Outside Rumours we get chatting to a man in his 40s called Mark, who answers a few of our questions. It’s karaoke night at the bar, and he tells us that his go-to track is ‘Gold’ by Spandau Ballet. What’s so good about Royton? Mark points out the various options available to us, and within sight. “There’s the pub where you can get cocktails or whatever,” he says pointing to Arumba — a rum bar, hence the name, that came to the precinct in 2022. “My pub there is the dodgy one,” he says proudly, pointing further down the precinct at the Duke of Edinburgh, “and you’ve got your restaurants,” he adds, gesturing vaguely to Rochdale Road, “which is nice for the girls.” Like many of the locals we speak to, Mark makes sure to add that Oldham is a “shithole”, insisting that the entire town is “badly run” and that “no one’s going and getting a taxi there, are they?”. He is partial to the occasional night out in Rochdale however. “Royton’s a nice place to go with your mrs,” he says, “but Rochdale’s a nice place to go…” he trails off and eyes us both suspiciously, “with your mrs too. It’s even better!” Is Royton violent? “Nah!” says Mark, “not at all!” Shall me and him have a fight? “What did you say?” he asks. No, nothing, I reply. We stay for another couple of drinks, but when Mark begins his eighth rendition of Chas and Dave’s Margate (made famous by Mark’s favourite show: Only Fools and Horses), we finally head to Bono.

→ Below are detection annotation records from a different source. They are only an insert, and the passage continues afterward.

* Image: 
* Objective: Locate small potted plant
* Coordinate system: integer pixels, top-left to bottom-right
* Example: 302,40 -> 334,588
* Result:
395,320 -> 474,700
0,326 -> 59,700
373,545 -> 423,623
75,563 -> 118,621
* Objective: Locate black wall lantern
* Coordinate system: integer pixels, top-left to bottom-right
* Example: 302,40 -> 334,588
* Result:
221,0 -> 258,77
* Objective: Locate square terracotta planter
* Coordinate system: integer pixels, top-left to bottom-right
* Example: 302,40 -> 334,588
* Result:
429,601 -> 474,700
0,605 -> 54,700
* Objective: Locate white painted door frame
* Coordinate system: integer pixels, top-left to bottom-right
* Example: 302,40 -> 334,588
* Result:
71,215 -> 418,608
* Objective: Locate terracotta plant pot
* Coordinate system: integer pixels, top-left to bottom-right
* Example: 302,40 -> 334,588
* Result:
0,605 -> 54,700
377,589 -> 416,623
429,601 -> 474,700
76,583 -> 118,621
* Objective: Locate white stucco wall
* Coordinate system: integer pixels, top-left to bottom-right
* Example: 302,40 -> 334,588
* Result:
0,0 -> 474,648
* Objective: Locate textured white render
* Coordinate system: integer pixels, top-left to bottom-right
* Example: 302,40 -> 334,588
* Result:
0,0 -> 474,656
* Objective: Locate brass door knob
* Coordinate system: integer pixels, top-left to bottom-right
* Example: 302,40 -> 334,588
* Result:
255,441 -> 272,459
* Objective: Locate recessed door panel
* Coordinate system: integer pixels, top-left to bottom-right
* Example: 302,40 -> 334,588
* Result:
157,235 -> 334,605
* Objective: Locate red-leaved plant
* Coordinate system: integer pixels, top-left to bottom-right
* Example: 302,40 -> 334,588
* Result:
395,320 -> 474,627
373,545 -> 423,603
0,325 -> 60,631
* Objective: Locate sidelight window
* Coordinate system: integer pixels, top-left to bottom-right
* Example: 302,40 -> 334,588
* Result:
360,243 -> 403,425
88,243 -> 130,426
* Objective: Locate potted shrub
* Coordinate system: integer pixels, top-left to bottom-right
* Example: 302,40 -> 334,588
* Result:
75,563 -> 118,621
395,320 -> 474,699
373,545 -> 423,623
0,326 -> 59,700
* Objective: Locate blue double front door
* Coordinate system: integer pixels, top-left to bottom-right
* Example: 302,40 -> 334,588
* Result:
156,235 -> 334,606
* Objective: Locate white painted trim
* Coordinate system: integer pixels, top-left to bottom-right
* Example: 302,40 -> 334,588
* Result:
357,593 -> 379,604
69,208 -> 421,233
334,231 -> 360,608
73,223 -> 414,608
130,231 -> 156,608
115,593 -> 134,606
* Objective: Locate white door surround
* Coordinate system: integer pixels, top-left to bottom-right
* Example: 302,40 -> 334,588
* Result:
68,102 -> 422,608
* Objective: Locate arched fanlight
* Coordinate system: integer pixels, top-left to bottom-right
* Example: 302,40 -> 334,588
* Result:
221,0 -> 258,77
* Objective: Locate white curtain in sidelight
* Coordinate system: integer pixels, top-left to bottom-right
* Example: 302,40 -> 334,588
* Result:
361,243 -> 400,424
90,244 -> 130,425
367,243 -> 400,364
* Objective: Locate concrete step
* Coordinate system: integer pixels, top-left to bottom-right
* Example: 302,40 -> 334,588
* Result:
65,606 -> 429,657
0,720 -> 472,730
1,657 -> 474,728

In stark contrast to the Junction Inn and Rumours where Jack and I were bringing the average age down by a decade or two, in Bono it seems that if I offer anyone a drink and start asking where they live, I’ll get arrested. The whole bar stinks of rum and coke, and the music consists entirely of house remixes of pop songs which you can’t dance to because your shoes have stuck to the floor. I can’t actually interview anyone in Bono, both because of the noise and because I would need their parents' consent, so I will simply tell you in short: the place does not appear, at least tonight, to be violent. As it’s considerably past our bedtime at this point, and because I can only take so much Sean Paul, Jack and I decide it might be time to end our Big Night Out in Royton here.
After the incident in February, Conservative councillor Lewis Quigg said that more needed to be done to keep violent behaviour in Royton in check — specifically suggesting that the GMP “get a grip”. Since then, things have calmed down. The bouncer at Rumours told me that he hadn’t seen violence in Royton for at least six weeks. Perhaps the most interesting thing about our visit to the town is that, while evidently new clubs have brought an influx of youngsters, the existing bars remain essentially unaffected. The Junction Inn drinkers — only a few hundred yards from the bacchanalia of Bono — tell me the changes haven’t reached that far. And rather than feeling an atmosphere of violence, everywhere we went in Royton was unusually welcoming — they didn’t even seem to mind about Jack being a southerner or anything like that. As Mr Royton himself put it to us, between calling my hometown of Todmorden both “posh” and “shit” and telling me my fringe makes me look like a child: “You don’t come to Royton, you arrive”.